Part 1, Chapter 29 Summary
As Anna Karenina stands under the carriage stand at the train station, the snow and wind whip around her in a tempest. There is much activity around her, men banging doors closed and muffled, snow-covered people bustling on the platform. Just as she withdraws her hand from her muff to reach for the door so she can re-board the train, a nearby man in a military overcoat steps into the light between her and the lamp post. As she looks toward him, Anna Karenina recognizes Vronsky’s face.

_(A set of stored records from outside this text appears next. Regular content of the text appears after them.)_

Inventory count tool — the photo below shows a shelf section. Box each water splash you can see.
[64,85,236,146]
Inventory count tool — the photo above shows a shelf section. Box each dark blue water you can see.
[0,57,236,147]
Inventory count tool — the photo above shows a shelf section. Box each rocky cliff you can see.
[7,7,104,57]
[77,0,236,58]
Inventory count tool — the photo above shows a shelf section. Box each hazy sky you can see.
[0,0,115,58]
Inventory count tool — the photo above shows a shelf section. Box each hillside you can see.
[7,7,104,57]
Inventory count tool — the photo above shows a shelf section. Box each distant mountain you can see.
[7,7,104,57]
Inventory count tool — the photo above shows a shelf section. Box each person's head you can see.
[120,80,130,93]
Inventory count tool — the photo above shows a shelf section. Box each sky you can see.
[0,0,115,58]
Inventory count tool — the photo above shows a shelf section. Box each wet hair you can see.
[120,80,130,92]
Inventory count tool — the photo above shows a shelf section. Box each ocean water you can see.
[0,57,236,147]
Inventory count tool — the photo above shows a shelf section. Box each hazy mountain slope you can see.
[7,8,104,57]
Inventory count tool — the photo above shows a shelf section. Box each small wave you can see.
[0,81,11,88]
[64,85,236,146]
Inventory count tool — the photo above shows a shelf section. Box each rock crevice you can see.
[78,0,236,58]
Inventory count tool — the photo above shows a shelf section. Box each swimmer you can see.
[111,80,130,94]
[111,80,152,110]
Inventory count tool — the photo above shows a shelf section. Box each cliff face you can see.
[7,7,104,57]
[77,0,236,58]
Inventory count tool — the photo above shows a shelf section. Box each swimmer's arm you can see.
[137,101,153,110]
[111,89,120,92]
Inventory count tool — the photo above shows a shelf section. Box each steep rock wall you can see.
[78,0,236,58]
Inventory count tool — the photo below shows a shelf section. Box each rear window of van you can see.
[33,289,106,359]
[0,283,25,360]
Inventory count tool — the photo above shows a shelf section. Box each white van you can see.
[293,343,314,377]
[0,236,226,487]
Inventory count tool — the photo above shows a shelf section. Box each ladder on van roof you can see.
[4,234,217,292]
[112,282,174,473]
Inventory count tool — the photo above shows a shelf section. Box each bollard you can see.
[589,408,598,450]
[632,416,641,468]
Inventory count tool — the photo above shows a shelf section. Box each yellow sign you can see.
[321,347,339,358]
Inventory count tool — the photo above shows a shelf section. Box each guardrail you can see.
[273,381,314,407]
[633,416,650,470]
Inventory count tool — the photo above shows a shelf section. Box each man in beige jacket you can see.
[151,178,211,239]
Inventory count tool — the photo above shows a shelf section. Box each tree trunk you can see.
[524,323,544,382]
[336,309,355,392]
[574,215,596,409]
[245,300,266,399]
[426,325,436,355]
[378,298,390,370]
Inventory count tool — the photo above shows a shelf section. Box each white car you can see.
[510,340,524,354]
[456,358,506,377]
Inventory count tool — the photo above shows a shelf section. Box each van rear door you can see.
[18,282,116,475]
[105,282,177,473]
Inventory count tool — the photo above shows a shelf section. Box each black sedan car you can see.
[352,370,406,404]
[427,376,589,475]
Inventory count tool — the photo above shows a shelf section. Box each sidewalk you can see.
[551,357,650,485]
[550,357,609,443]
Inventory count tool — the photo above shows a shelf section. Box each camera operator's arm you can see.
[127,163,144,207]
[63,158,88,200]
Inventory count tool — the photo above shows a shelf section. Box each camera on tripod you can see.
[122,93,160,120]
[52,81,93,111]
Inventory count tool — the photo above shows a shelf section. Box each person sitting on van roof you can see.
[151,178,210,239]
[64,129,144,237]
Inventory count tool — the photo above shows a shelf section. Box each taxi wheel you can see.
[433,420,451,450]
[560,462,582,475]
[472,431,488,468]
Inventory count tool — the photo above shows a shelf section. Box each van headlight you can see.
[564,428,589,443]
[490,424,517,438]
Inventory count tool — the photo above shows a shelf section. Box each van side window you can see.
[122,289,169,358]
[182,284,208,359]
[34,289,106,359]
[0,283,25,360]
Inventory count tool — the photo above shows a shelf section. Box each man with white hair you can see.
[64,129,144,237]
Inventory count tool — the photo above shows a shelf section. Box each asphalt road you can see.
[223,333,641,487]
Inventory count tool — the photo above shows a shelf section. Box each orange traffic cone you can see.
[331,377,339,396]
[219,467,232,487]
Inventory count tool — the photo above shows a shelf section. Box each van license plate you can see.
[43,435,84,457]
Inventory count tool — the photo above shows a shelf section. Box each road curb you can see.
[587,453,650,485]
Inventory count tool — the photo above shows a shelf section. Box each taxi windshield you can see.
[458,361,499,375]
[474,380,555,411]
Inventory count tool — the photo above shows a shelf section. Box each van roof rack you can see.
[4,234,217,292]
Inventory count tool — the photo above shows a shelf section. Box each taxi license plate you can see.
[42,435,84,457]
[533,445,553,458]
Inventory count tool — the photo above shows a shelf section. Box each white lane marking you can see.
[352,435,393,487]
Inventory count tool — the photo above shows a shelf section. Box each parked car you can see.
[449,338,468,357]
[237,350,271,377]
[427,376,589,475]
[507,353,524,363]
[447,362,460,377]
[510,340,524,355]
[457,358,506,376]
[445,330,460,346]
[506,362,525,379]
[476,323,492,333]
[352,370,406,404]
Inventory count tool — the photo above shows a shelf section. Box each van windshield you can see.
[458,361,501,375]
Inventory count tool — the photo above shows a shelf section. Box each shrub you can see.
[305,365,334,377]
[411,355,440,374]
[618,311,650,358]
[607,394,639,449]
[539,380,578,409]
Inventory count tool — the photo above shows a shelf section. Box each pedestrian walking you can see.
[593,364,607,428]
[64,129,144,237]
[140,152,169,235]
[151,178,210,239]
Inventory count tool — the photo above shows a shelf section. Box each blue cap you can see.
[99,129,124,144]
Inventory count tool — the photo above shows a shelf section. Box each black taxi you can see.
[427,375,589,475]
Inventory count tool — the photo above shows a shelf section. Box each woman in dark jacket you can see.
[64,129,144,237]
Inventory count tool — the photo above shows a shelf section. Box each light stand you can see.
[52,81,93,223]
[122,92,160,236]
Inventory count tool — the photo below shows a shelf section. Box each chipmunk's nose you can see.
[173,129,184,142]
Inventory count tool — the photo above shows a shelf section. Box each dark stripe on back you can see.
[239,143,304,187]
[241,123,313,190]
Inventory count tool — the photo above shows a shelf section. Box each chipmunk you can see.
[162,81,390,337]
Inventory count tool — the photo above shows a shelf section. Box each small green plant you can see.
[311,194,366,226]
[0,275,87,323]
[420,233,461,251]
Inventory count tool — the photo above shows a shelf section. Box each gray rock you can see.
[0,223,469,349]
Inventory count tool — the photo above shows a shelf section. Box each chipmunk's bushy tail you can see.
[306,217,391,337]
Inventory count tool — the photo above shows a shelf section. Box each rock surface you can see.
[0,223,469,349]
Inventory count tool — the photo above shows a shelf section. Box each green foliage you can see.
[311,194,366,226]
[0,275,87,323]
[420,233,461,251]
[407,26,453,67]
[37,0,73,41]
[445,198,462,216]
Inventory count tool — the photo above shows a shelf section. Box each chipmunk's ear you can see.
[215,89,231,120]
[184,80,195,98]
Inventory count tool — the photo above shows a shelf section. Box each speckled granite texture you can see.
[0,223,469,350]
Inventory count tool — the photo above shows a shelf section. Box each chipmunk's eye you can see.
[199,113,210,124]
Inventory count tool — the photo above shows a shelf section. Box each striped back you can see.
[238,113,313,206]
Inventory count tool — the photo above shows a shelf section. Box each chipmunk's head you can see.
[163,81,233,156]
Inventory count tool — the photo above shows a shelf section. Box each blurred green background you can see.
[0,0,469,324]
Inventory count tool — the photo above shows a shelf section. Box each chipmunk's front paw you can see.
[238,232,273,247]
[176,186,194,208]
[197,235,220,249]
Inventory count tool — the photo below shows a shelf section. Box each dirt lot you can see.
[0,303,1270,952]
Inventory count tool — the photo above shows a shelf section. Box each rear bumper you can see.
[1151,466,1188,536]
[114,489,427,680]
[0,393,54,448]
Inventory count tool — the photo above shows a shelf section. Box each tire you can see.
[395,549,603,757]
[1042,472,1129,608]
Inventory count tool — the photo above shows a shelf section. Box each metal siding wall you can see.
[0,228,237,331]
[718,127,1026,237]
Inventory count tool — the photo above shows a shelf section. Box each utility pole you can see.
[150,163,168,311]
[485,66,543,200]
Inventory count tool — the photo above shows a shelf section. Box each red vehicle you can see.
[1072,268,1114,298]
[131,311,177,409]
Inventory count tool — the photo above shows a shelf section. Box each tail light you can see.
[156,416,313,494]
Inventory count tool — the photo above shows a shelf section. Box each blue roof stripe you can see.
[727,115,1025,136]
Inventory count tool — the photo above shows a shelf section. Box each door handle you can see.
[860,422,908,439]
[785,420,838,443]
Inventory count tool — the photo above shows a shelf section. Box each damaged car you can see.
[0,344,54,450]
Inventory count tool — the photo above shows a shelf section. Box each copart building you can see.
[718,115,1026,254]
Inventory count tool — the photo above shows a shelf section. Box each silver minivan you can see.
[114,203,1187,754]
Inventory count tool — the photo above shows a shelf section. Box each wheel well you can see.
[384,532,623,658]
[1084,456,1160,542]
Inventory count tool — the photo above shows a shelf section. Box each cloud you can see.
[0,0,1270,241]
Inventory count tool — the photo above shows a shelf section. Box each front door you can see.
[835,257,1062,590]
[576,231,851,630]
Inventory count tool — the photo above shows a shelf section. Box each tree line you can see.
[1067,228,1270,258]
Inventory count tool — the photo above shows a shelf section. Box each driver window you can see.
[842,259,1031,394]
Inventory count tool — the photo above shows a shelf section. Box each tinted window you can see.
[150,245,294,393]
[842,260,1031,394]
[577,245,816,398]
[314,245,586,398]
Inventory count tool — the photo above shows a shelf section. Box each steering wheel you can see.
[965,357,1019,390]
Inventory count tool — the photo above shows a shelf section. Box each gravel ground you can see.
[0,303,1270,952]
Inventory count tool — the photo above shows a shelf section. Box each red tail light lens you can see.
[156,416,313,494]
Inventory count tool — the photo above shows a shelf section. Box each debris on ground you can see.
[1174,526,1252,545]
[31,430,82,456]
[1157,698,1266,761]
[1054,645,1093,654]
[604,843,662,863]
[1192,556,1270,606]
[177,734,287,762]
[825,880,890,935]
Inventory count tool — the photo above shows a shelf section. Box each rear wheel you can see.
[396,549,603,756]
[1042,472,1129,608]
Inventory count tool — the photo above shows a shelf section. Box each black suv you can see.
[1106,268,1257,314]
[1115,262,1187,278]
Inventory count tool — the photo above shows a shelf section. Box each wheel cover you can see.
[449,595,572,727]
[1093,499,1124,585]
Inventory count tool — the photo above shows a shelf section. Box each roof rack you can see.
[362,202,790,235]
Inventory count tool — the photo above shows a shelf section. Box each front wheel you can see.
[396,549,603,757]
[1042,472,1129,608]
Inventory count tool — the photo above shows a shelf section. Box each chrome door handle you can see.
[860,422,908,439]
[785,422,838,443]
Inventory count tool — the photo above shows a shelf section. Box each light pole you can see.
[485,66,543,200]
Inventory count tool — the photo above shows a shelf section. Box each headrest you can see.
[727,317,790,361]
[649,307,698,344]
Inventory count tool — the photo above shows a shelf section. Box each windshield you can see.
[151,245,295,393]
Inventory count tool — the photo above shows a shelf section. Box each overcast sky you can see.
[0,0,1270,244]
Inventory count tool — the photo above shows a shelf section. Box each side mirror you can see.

Vronsky puts his hand on the peak of his cap and asks if there is anything he can do for her. For a long time she simply stands and looks at him. Even in the shadows, she can see (or imagines she can see) the same look of “reverential ecstasy” in his eyes which she saw and reacted to just the day before. Anna Karenina has been telling herself for the past few days, and even the past few minutes, that Vronsky is just another young man in her world and he means no more or less to her than any other young man she might meet in the course of her life. She had already decided that she would never allow herself to think of him again, but at the first moment of seeing him here she is gripped by a feeling of “joyful pride.” She knows without his saying it that he is here simply to be close to her.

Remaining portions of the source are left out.